At first she rode through open farmland, but as she moved on, up and over the slopes of a small hill, the hedges gave way and she found herself on a rolling heath… bushes, straggling trees, and coarse grasses seemed to stretch endlessly ahead of her. A teasing wind blew as she took the bread and cheese from her saddlebag, for by now she was starving. While she ate greedily, her horse walked on up and over a rise. The heath stretched ahead of her for what seemed to be leagues, but in the distance she could make out a smudge against the horizon… trees. The men in the village had mentioned a wood. And the road ahead was striped with the tracks of cart wheels, bracketed with the prints of horses, coming and going. This was sustaining in a way. It meant other people must use this road regularly. But for all that… “Where am I?” Linnet asked herself over and over again, wondering just how tired her horse might be. Sure that this well-used road must finally link up with the central road from Hagen to Diamond, she persisted, trying to recapture that first feeling of adventure. What had the men back there said? She could go around the wood or through it.…

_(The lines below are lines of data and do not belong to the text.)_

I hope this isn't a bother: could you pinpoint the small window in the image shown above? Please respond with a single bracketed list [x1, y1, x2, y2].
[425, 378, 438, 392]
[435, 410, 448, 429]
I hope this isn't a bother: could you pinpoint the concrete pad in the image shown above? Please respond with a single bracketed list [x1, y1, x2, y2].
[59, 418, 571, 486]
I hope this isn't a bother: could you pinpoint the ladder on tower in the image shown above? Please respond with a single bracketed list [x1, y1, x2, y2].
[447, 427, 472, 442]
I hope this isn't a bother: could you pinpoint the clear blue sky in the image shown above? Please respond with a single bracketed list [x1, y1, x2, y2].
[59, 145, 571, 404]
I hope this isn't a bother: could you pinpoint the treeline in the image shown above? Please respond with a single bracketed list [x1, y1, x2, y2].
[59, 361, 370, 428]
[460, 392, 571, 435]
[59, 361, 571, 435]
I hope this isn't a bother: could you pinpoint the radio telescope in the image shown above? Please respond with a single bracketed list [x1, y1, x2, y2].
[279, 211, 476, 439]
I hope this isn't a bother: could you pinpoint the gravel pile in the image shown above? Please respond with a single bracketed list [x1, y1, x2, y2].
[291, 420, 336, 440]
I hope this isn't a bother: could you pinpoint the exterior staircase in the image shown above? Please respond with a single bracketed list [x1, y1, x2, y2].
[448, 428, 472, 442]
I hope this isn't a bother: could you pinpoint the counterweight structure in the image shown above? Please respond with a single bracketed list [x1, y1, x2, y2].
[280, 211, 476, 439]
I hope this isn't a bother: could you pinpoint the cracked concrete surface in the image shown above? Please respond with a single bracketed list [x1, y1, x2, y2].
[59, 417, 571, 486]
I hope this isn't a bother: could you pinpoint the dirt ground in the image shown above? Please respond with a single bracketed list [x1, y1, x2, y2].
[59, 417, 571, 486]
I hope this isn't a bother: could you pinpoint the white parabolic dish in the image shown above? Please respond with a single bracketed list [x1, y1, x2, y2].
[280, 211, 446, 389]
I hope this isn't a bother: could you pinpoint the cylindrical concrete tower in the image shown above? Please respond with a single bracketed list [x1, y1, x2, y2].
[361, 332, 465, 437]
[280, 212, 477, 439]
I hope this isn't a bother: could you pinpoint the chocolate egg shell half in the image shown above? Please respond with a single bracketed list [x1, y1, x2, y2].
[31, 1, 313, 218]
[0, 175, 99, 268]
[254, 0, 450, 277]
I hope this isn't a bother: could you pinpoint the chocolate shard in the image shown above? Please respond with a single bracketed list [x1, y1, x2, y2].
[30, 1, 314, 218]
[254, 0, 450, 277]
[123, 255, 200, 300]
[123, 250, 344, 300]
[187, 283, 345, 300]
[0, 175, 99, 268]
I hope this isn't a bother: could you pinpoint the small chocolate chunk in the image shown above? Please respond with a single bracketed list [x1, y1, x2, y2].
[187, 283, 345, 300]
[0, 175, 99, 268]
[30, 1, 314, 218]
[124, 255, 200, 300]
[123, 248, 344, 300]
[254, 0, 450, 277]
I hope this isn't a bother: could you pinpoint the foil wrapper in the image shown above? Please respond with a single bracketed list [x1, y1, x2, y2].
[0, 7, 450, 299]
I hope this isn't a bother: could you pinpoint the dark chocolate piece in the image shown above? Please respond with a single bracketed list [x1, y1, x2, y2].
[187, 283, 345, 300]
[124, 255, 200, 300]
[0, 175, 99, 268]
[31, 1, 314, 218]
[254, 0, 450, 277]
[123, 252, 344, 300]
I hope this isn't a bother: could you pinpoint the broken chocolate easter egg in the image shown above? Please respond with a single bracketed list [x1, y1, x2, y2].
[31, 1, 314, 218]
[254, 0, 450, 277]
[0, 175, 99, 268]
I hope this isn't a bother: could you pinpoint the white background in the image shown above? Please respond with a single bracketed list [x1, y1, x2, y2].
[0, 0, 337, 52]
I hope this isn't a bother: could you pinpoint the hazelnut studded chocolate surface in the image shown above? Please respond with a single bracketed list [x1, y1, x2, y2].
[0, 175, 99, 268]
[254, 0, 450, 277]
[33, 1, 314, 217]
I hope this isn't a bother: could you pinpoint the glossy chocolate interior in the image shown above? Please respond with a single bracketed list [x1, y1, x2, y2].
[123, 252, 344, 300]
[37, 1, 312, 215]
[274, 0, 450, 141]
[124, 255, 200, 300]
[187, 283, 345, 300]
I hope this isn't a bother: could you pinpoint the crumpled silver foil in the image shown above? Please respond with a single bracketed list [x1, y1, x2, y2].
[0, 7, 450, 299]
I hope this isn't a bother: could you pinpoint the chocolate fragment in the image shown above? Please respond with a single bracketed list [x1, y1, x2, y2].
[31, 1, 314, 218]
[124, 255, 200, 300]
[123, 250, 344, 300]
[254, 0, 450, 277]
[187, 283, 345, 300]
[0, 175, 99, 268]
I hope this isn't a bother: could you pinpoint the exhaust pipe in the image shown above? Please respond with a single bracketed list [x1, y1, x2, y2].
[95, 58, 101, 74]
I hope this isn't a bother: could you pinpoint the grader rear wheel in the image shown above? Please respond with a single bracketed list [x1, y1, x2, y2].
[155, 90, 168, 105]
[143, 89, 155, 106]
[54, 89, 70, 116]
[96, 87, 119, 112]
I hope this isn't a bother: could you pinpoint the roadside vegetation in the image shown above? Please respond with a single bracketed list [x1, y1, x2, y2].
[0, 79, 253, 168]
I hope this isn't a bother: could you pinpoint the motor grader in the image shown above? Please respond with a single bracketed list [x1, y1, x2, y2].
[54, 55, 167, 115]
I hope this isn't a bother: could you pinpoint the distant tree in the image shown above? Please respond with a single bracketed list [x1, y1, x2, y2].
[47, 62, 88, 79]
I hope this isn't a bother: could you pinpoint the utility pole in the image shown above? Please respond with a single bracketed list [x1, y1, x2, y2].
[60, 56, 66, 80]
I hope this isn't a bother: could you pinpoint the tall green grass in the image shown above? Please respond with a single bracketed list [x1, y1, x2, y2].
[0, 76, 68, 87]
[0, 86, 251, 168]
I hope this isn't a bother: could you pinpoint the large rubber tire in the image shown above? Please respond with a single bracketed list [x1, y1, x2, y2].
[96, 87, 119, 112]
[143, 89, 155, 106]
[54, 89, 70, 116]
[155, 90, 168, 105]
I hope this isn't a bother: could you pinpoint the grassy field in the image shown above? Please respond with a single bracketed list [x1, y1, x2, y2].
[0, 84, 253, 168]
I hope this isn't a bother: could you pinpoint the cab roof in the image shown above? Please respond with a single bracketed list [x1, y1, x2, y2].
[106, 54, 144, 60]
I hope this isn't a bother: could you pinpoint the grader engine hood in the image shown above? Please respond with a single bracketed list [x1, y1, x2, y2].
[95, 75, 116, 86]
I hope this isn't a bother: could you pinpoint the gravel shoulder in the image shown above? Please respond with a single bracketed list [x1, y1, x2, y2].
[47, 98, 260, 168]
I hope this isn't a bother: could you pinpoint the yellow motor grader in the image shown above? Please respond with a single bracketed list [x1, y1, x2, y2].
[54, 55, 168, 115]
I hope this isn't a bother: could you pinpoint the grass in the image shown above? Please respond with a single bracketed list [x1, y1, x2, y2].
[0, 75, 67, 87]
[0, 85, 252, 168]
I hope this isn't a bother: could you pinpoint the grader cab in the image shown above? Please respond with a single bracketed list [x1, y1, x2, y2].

I’ll worry about that when I come to it
, Linnet thought. Slowly the forest advanced out of the distance, vanishing as the road sank down between the hillocks, reappearing as she was lifted by a wave in the land only to sink again as she rode patiently on.
***
It was coming to the end of the day, and a faint, warm breeze was blowing, toying with the grasses and the bushes on either side of the road. Because of the quietness, she suddenly became aware that she was being followed. At first the beat of those pursuing horses came to her more as a vibration. Coming to a standstill, to drink a little water and to rest her horse, she began to feel a rhythm coming up out of the ground and into her very bones—the rhythm of a chase. Linnet was immediately sure the two village men who had watched so keenly as she took the silver coin from her saddlebag were after her. No doubt they’d gone out into some field beyond the village to get their own horses, and now they were tracking her down.